Андрей сидел на полу, привалясь спиной к стене амбара, выставлял толстые, измазанные в грязи колени. Из разорванной полы пиджака он выдирал клочки ваты, прикладывал к лицу. Ватка быстро набухала сукровицей, он бросал ее и выдирал еще. Все его огромное тело было сплошь охвачено зудом, и он ежился, кряхтел. На лице остро ныли ссадины. Под левым глазом рдел багряный, во всю щеку синяк.
— Ну, мы им тоже небось как следует начесали спины. Я все руки себе пообмочалил и пальцы повышибал, кулак-то вон как распух. — Андрей провел рукой по губам — верхняя, рассеченная губа у него разъезжалась надвое, — и на руке осталась красная дорожка. — Только зря вот мы в амбар-то попали. Сиди теперь, жди чего не знаю.
Яков Коваль придержался за больной бок, опустился на колени.
— «Зря попали». Скажешь чего! Тебя небось человек десять тащили: кто за руку, кто за ногу. Один какой-то шутоломный за ширинку ухватился. Я уж не стал супротивничать. Все равно, думаю, без толку, другой бок только намнут…
Они подсчитывали раны, залечивали их своим способом, а казаки в это время, вздыхая и раскаиваясь, всей гурьбой валили в правление с повинной. Боялись, что за Филиппа им влетит от следователя, несмотря на их заложников. Забурунный, прикидываясь, что у него зашиблена нога, прихрамывал, морщился, клял кого-то и тянулся позади всех.
Следователь сидел за столом в правлении и, потирая руки, отдавал полицейскому приказание доставить к нему арестованного. Ему попалось совершенно неожиданное доказательство. Неопровержимое доказательство! В первую минуту следователь от радости даже прыгал по комнате, предвкушая удовольствие, как он припрет Фонтокина к стене. Теперь ему крутиться уже некуда будет! Хитрая бестия, хитрая, но не на такого напал. Не отвертишься. Настроение у следователя было на редкость замечательное. Еще бы! Ведь на этом «деле» он, конечно, заработает награду.

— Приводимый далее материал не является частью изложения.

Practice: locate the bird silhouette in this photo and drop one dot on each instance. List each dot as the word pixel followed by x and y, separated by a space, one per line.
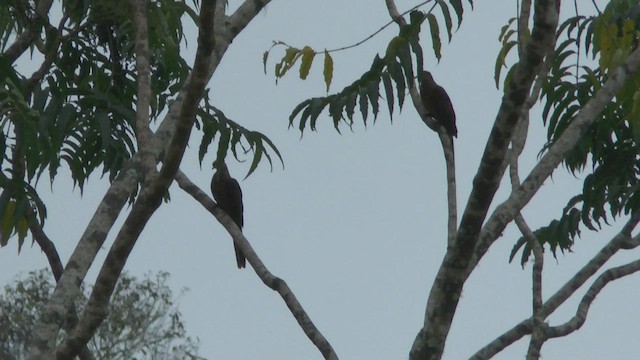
pixel 227 193
pixel 437 103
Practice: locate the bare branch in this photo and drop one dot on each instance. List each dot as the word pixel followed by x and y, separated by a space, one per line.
pixel 583 308
pixel 150 196
pixel 244 14
pixel 453 272
pixel 506 211
pixel 622 240
pixel 539 327
pixel 273 282
pixel 143 69
pixel 47 246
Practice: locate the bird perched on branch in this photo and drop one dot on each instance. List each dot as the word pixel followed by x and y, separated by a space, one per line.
pixel 437 103
pixel 227 193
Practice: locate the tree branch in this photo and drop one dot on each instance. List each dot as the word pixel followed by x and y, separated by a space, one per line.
pixel 506 211
pixel 273 282
pixel 583 308
pixel 453 272
pixel 244 14
pixel 622 240
pixel 151 194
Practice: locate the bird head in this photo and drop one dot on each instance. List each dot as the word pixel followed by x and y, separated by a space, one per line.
pixel 220 167
pixel 425 77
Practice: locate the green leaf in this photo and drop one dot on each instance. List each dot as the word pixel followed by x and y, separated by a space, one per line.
pixel 447 17
pixel 457 7
pixel 364 105
pixel 307 58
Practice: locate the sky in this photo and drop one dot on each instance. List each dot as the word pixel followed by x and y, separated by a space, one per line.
pixel 355 222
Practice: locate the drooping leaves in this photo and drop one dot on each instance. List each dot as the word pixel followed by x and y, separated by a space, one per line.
pixel 558 235
pixel 232 136
pixel 395 69
pixel 609 151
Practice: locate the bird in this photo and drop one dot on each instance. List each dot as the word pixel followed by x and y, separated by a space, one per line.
pixel 437 103
pixel 227 193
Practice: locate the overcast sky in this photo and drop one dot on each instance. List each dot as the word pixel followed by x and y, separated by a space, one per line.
pixel 355 223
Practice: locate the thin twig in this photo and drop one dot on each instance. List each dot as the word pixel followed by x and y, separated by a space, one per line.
pixel 273 282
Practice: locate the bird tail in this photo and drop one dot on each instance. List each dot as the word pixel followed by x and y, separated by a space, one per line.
pixel 240 259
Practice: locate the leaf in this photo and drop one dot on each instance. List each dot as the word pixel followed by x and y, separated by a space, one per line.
pixel 447 17
pixel 395 70
pixel 307 58
pixel 457 7
pixel 265 56
pixel 373 94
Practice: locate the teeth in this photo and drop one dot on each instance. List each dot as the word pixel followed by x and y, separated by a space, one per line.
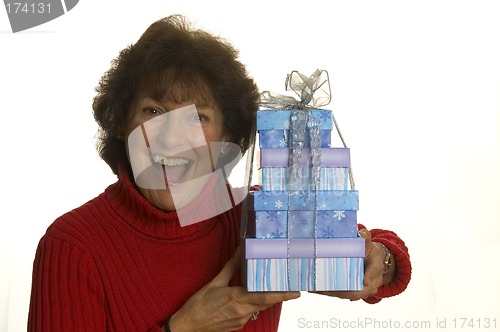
pixel 170 161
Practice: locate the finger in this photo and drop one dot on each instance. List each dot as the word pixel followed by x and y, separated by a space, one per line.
pixel 363 232
pixel 267 299
pixel 227 272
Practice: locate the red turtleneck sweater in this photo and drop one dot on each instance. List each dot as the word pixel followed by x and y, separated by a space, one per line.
pixel 119 264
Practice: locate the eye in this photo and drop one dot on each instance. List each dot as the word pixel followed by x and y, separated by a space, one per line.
pixel 152 111
pixel 202 117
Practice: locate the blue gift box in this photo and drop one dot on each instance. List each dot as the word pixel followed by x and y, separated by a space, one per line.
pixel 263 200
pixel 300 224
pixel 330 157
pixel 281 138
pixel 304 265
pixel 280 119
pixel 331 178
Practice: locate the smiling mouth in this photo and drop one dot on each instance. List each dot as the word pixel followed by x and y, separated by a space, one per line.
pixel 175 169
pixel 165 161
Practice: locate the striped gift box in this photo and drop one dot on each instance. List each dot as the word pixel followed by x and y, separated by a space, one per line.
pixel 277 265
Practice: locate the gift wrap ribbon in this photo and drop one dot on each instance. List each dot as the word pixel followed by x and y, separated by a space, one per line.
pixel 313 91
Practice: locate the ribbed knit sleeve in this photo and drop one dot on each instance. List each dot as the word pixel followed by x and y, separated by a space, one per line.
pixel 66 294
pixel 401 258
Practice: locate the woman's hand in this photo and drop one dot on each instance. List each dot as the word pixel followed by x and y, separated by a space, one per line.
pixel 218 307
pixel 374 276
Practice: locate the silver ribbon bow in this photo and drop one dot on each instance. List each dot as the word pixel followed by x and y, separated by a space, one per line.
pixel 313 92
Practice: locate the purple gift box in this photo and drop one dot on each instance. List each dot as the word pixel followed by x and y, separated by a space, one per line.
pixel 300 224
pixel 331 178
pixel 263 200
pixel 330 157
pixel 304 265
pixel 281 138
pixel 280 119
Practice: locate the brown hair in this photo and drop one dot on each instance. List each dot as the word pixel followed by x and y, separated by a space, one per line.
pixel 171 60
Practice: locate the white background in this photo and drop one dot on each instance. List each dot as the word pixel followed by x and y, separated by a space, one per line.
pixel 416 90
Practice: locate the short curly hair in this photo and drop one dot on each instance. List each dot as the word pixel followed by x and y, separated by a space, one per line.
pixel 172 60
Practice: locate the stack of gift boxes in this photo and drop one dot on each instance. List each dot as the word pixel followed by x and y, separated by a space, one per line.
pixel 300 235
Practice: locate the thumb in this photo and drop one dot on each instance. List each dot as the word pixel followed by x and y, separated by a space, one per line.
pixel 225 275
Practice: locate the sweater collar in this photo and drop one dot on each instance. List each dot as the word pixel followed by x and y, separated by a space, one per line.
pixel 139 213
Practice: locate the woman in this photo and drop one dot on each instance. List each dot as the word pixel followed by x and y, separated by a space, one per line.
pixel 122 261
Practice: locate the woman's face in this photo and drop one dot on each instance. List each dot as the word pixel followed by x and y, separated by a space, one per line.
pixel 172 147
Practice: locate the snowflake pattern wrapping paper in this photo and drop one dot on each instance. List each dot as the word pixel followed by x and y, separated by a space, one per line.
pixel 301 233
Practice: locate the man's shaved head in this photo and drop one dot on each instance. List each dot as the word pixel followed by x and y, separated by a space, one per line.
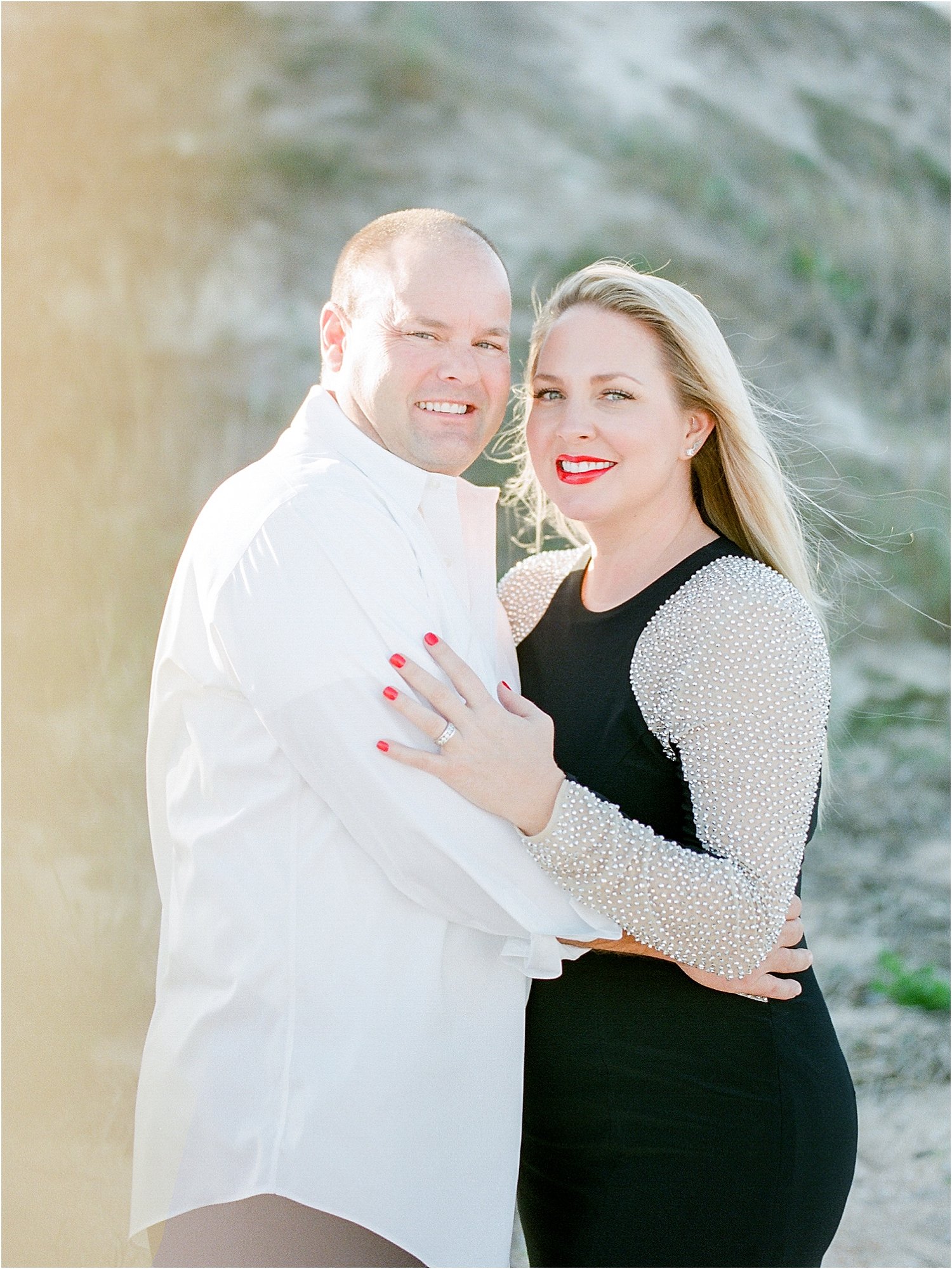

Утром Захаркин друг Куцый лазил на гумне по канавам, выискивал щурячьи гнезда. Колышком раскапывал норы в навозе, опасливо совал туда рукой — боялся, как бы не наткнуться на ежа или ящерицу. В канаве татарник выше головы, кусты репейника. Куцый раздвигал колючки, жмурился от больных укусов. Он уже совсем собирался перейти на другое место и вдруг заметил, что под ногами у него что-то блеснуло. Разгреб мусор, ковырнул палкой, и на солнце засверкали медные концы шашки. Куцый даже испугался от радости. Самая настоящая шашка! И ножны при ней, и ремень, и еще ремень, узенький, с махром — на самой головке. Вот так штука! Метнул по сторонам глазами — кругом никого. Он накинул на себя шашку и примерил. Ремень оказался чересчур длинным — достает до колен. Но это не беда. Он подтянул его левой рукой, правой поймал рассыпчатый махор темляка и храбро запрыгал по насыпи, шурша осыпающимися комками и кое-где цепляясь ремнем за хворост. Откуда ни возьмись — Захарка.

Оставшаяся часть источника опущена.